My main research field is cosmology, in particular weak gravitational lensing. Using observational data from large galaxy surveys, I constrain cosmological models and infer information about dark matter and dark energy. To learn more about the topic, have a look at my (technical) review here, or check the video abstract on the companion web page.
I am interested in using cosmic shear, the distortion of galaxies by the large-scale structure in the Universe, to measure cosmological parameters. From CFHTLenS, we have obtained constraints on dark matter, dark energy and modified gravity parameters, using second- and higher-order statistics, tomography, 2D and 3D weak lensing techniques. See those papers for more details. The ESA space mission Euclid is expected to improve those constraints by orders of magnitude.

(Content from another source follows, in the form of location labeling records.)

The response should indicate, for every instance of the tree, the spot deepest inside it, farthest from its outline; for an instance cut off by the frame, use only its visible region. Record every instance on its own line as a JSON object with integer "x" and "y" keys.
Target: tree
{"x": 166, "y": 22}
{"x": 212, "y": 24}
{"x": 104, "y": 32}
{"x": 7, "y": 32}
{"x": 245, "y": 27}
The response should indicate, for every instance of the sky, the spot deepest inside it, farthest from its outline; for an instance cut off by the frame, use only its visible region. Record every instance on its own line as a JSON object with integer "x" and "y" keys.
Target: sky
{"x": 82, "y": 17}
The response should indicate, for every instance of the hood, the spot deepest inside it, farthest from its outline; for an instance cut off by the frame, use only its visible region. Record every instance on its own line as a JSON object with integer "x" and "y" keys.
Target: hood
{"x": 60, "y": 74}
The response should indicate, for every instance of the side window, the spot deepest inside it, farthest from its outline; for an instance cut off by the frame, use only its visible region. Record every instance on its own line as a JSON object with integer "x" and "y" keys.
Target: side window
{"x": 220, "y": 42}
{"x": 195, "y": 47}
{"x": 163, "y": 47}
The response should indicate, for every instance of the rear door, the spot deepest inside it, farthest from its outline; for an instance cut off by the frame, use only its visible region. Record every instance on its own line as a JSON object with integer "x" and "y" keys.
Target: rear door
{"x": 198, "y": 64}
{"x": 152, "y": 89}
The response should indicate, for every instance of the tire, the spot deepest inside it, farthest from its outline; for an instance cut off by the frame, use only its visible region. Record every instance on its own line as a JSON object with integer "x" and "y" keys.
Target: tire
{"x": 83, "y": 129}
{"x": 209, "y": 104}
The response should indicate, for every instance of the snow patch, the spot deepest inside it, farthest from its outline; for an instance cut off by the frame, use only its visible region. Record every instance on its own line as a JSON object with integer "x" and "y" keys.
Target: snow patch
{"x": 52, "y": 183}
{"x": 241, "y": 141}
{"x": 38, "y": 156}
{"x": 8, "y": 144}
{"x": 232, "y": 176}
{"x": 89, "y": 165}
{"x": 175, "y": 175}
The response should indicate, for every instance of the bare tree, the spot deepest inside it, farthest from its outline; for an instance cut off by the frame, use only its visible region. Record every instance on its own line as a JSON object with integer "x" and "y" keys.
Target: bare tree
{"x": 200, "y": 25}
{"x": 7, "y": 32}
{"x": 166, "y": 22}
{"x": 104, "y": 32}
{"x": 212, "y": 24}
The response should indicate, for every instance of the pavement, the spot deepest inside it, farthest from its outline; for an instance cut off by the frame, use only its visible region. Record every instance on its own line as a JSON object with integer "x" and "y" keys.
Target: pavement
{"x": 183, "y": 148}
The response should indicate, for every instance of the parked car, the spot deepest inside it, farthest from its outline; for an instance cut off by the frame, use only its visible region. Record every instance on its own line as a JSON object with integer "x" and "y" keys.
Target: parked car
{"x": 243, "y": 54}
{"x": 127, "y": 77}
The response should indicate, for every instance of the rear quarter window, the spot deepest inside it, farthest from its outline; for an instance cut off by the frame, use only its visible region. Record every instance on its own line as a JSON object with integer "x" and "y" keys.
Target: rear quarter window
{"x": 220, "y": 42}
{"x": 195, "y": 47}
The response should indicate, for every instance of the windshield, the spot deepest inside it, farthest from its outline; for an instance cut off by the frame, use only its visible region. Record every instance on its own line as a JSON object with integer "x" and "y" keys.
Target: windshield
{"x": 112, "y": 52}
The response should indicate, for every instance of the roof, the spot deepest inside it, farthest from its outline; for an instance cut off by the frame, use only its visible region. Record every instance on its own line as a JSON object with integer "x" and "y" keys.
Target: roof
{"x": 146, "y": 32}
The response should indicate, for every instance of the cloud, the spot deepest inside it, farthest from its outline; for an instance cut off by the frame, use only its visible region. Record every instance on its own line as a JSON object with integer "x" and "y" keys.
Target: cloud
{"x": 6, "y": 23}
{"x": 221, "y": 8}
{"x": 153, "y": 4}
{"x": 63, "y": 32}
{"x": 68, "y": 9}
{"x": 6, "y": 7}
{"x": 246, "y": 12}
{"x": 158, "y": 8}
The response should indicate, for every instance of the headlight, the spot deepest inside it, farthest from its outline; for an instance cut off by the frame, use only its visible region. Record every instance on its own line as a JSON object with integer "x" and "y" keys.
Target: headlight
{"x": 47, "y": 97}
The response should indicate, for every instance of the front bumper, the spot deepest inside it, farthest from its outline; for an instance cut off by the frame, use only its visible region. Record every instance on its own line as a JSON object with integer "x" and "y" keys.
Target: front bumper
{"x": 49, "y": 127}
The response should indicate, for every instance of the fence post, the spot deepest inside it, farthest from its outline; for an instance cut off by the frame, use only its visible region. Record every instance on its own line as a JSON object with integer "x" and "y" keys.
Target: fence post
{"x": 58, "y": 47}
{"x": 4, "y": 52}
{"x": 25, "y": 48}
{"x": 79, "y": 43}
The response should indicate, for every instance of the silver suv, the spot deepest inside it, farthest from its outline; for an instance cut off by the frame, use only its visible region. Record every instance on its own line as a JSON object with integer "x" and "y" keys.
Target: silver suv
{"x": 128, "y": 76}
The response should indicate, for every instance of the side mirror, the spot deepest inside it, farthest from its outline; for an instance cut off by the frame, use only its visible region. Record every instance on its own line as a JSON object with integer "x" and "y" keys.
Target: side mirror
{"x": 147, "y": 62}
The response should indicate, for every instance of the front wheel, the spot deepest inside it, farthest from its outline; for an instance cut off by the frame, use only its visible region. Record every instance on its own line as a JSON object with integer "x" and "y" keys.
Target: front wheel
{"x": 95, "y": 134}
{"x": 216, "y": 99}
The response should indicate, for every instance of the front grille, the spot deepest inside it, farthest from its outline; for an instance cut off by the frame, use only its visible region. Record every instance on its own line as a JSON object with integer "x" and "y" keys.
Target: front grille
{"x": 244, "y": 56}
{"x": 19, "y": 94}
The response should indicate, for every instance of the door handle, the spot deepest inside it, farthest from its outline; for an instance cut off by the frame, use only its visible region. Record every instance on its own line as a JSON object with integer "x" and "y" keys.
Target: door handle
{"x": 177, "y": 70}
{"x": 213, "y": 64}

One particularly interesting weak-lensing observable are peak counts. This higher-order statistic is sensitive to the non-Gaussian aspects of the large-scale structure. Together with Chieh-An Lin, we have developed a new model prediction approach for peak counts. We have compared this model to N-body simulations, explored its stochastic nature for strategies to constrain cosmological parameters, and looked at different filtering techniques.
I have been developing and implementing the sampling method Population MonteCarlo (PMC) which is an efficient and massively parallelizable method to sample from an arbitrary posterior distribution. PMC readily provides an estimate of the Bayesian evidence. Recently, I have looked into the likelihood-free technique Approximate Bayesian Computation (ABC) and other likelihood estimation methods, together with my PhD student Chieh-An Lin.